Price tends to revisit these levels to rebalance order flow, offering liquidity to institutional participants. Recognizing IRL allows traders to identify potential retracement zones within a range.

What is External Range Liquidity (ERL)?

External Range Liquidity (ERL) exists outside the current price range, typically above old highs or below old lows. These areas are where retail traders often place their stop-losses, making them prime targets for liquidity grabs.

external and internal range liqudity chart

ERL is often found at:

  • Previous support or resistance levels
  • Significant swing highs or lows
  • Areas of retail clustering

Smart money (institutions) tends to push the price towards these zones to trigger stop-losses, collect liquidity, and then potentially reverse the market direction.

Understanding Price Movement Between IRL and ERL

When analyzing price action through the lens of Internal Range Liquidity (IRL) and External Range Liquidity (ERL), certain movement patterns can reveal the market’s likely direction:

  • Continuation:If the price moves from IRL to ERL, it typically indicates a continuation of the current trend.
  • Reversal:If the price moves from ERL back to IRL, it often suggests a potential reversal in market direction.
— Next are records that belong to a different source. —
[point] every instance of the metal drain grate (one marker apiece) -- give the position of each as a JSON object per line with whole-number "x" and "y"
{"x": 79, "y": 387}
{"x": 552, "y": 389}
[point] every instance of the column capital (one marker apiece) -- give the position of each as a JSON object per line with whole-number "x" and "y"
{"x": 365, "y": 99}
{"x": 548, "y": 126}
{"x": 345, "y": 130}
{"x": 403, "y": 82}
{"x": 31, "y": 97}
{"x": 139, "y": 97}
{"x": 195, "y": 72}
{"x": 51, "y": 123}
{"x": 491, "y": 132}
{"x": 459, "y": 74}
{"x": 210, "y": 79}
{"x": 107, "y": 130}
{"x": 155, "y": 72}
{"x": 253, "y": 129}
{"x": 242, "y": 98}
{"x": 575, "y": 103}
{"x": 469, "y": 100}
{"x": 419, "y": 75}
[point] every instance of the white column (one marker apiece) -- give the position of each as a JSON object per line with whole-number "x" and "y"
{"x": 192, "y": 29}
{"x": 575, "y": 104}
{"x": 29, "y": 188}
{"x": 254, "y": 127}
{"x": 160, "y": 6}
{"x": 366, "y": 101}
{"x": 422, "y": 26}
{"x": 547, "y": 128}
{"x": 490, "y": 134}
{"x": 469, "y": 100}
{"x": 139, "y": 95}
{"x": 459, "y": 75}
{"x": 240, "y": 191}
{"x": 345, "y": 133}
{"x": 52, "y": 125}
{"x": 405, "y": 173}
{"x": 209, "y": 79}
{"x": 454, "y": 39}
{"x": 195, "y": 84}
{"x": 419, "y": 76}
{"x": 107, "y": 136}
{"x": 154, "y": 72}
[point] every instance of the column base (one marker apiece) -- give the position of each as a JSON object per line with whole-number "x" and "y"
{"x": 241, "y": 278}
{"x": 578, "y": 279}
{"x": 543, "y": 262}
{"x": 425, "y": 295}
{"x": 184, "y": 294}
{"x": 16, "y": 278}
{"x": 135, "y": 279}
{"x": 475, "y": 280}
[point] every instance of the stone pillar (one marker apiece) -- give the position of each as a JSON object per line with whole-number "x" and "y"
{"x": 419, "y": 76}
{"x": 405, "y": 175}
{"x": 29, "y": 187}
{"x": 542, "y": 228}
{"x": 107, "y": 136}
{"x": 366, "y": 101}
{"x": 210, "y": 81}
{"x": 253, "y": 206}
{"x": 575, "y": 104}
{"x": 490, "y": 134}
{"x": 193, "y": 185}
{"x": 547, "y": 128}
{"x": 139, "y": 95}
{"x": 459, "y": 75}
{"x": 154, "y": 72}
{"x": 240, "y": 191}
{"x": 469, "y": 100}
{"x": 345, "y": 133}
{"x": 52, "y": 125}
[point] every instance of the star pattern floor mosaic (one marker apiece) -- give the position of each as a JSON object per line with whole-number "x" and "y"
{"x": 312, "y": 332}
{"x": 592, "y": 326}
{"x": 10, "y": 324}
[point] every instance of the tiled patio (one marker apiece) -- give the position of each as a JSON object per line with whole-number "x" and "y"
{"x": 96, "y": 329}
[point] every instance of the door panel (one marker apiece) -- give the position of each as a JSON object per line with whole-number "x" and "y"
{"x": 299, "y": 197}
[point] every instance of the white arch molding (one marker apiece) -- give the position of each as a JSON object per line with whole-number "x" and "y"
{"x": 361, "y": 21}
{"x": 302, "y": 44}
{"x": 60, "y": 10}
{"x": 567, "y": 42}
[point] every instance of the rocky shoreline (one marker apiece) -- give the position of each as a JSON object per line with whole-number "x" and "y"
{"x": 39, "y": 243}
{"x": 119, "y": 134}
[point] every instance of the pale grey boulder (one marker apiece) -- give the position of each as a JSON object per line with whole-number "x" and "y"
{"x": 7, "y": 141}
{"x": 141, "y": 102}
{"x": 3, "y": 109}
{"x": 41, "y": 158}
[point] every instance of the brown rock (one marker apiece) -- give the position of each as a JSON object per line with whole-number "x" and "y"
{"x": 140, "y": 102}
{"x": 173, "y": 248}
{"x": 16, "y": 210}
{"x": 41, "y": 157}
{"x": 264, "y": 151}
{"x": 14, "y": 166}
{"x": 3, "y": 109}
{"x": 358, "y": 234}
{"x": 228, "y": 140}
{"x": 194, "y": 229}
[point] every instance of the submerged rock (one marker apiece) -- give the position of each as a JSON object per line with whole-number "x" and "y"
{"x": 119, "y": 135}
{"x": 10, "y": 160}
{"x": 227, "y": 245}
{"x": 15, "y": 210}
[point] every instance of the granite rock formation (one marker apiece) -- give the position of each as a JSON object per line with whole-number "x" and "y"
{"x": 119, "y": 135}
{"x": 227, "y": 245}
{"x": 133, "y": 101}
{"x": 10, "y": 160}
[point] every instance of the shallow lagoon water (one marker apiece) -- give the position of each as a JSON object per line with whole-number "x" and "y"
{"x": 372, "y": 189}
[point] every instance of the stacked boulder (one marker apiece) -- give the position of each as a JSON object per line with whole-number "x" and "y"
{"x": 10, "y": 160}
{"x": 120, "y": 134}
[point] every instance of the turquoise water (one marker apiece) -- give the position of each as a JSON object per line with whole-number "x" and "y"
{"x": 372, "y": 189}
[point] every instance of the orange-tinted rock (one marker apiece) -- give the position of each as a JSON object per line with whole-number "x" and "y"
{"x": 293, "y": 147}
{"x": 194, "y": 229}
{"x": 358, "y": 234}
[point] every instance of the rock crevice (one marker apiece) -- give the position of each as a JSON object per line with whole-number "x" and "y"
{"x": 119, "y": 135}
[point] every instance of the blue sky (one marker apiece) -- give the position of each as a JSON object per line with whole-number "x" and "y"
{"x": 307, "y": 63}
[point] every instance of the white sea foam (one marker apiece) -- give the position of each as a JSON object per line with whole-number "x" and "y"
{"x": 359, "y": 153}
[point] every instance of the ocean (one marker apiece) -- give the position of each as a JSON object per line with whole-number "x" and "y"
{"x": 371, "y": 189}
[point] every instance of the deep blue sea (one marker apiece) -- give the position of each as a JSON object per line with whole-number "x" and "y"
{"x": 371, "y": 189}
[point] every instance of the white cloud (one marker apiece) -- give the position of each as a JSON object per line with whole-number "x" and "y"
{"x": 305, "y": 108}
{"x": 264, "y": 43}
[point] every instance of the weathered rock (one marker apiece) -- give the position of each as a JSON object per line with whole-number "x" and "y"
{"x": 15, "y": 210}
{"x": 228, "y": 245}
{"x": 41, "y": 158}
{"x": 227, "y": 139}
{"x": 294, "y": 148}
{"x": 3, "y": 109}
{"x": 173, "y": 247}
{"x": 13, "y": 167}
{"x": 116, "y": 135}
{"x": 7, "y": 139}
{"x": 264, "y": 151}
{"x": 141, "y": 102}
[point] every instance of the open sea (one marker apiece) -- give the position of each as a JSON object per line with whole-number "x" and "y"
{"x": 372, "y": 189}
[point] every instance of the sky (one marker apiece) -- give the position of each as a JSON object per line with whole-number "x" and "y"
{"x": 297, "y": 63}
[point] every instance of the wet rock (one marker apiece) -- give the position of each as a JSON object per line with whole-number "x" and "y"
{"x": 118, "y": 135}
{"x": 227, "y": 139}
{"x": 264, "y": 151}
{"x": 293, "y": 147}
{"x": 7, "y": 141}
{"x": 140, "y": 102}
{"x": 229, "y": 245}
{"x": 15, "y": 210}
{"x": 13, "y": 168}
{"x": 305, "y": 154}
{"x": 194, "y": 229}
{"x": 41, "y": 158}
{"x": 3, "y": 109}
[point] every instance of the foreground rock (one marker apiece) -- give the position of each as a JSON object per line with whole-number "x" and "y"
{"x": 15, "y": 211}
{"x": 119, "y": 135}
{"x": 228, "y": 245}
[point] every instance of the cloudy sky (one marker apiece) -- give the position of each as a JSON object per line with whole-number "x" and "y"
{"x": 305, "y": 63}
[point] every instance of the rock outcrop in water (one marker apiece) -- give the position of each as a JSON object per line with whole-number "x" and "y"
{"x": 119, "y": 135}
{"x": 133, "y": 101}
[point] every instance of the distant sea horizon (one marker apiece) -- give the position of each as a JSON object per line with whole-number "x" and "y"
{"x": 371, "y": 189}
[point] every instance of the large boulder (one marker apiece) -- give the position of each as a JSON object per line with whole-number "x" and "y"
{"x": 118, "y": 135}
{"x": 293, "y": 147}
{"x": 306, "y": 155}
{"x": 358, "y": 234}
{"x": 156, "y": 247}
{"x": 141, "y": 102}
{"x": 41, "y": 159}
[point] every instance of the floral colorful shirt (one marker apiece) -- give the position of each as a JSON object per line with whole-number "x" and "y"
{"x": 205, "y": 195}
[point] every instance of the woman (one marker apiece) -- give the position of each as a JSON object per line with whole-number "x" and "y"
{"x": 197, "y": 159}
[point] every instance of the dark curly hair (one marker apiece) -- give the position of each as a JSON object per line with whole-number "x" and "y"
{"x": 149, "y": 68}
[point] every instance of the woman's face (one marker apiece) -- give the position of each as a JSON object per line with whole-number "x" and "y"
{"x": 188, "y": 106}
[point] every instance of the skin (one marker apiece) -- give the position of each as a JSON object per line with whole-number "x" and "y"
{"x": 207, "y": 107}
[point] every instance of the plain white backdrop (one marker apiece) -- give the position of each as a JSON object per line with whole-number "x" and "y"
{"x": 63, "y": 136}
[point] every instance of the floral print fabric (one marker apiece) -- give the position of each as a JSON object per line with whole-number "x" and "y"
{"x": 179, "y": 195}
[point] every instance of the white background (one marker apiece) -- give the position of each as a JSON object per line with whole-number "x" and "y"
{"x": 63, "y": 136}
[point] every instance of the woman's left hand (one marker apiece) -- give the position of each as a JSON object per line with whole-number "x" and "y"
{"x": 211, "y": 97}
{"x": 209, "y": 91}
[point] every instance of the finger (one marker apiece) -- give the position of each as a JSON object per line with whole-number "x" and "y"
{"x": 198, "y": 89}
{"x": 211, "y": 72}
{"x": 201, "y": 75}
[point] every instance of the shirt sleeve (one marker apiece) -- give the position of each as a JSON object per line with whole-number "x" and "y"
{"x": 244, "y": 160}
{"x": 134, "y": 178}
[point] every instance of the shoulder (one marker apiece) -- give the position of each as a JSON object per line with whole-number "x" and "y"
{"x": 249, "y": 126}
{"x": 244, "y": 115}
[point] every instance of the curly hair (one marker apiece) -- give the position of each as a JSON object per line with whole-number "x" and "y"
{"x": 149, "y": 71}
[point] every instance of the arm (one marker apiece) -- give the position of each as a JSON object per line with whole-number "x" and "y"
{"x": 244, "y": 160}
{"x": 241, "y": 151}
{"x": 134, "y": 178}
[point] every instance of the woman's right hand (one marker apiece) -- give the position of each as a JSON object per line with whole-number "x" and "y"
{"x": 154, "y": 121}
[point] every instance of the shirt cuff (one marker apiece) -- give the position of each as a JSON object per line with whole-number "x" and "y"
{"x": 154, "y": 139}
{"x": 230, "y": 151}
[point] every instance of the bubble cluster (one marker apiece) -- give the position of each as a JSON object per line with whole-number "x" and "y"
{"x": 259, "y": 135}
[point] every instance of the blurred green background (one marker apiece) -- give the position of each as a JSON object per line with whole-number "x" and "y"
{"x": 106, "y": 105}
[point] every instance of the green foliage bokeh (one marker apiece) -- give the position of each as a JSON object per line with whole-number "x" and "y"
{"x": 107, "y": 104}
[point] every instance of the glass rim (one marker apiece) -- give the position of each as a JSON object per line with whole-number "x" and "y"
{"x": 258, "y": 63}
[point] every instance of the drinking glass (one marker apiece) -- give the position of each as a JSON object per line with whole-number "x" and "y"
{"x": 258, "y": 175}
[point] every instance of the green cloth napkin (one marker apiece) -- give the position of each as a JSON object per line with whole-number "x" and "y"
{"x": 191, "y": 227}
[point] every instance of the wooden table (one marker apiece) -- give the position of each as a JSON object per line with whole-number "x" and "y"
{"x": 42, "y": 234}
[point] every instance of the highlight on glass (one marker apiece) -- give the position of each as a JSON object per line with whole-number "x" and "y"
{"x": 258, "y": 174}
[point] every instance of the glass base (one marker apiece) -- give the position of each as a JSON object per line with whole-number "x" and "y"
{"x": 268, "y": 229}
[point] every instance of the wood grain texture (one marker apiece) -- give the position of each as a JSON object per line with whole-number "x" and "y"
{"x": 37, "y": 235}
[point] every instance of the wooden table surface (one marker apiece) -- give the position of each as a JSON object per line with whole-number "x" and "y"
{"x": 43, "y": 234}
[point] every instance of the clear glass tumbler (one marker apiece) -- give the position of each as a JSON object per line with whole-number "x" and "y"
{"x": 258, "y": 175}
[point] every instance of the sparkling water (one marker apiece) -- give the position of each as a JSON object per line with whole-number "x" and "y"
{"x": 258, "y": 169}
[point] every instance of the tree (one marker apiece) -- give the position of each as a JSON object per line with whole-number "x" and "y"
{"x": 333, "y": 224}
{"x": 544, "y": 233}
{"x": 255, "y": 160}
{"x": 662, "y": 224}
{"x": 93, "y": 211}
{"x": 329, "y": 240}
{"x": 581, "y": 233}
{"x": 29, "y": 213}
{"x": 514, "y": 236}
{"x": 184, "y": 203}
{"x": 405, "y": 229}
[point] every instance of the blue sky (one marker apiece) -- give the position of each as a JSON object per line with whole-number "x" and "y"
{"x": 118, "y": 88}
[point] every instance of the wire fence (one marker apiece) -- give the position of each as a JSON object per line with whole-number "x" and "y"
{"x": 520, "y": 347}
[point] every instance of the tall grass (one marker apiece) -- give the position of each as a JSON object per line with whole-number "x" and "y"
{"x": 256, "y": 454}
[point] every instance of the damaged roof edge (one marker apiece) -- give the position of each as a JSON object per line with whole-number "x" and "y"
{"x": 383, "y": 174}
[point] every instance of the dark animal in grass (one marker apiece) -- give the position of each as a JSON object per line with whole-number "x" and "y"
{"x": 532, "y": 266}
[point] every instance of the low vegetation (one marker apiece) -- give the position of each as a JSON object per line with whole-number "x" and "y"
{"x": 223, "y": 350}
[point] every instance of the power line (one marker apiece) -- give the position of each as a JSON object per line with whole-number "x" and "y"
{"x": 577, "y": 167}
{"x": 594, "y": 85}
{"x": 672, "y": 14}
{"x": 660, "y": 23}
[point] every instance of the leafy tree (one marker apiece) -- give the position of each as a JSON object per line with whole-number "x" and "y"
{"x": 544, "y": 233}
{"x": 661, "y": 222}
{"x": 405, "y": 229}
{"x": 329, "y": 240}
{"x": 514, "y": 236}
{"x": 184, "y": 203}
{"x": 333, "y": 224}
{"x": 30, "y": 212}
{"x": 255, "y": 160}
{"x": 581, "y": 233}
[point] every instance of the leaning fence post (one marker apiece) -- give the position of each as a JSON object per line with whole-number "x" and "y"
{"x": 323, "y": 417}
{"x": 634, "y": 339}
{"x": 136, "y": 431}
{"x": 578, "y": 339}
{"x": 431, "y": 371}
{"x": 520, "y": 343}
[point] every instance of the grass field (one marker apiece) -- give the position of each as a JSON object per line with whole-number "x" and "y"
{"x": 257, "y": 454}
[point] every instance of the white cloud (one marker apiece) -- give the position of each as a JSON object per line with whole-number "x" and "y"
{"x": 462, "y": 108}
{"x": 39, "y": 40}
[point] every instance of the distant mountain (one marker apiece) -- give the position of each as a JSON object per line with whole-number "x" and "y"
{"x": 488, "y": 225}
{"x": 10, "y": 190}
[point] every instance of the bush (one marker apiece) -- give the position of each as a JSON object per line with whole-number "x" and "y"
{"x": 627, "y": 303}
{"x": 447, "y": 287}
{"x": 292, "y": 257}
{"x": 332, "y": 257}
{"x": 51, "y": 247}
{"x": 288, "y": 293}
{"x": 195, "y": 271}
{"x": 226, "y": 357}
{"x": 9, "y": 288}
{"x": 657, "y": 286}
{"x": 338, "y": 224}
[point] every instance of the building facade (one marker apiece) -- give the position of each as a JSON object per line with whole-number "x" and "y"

Trading Strategy IRL and ERL

Identify Recent Liquidity Taken:Check whether the price has recently taken out internal or external liquidity.

Scenario 1 – Internal Liquidity Taken:
If the price has taken internal liquidity, the next likely target is the external range liquidity. This sets up a potential trend continuation.

Scenario 2 – External Liquidity Taken:
If the price has taken external liquidity, look within the dealing range to identify areas of internal liquidity. This could indicate a reversal setup.

Bearish Bias:
If the price first takes out internal liquidity and external liquidity lies below the current price, the bias is likely bearish, with a potential downward move toward that external liquidity.

Bullish Bias:
If the price first takes out internal range liquidity and external range liquidity lies above the current price, the market bias is likely bullish. Expect the price to move upward toward external liquidity.

irl erl example

The above BTCUSDT chart illustrates how price moves from External Range Liquidity (ERL) to Internal Range Liquidity (IRL).
In Image 1, price sweeps the external liquidity by taking out the old lows, triggering stop-losses positioned there. After this sweep, a Fair Value Gap (FVG) is identified — an area of imbalance.
The price then revisits this imbalance, targeting the internal liquidity within the dealing range, signaling a potential reversal setup.

What is an ICT Dealing Range?

An ICT Dealing Range is defined as the zone between a confirmed Swing High and Swing Low, where both have already taken liquidity from previous highs or lows. This range serves as the basis for identifying Internal Range Liquidity (IRL) and External Range Liquidity (ERL).

How do Internal Range Liquidity (IRL) and External Range Liquidity (ERL) relate to each other?

IRL and ERL work together to reveal price intent. Price often moves from IRL to ERL in trend continuations, and from ERL to IRL during reversals. IRL lies within the range (imbalances), while ERL lies outside (stop-loss zones).

How can you identify areas of Internal Range Liquidity on a chart?

Internal Range Liquidity is identified inside the trading range, often as Fair Value Gaps, order blocks, or zones where price shows imbalance or inefficient movement.

What chart levels indicate the presence of External Range Liquidity?

External Range Liquidity is typically found beyond the current trading range, at or just beyond previous swing highs and lows, where retail traders’ stop-loss orders accumulate.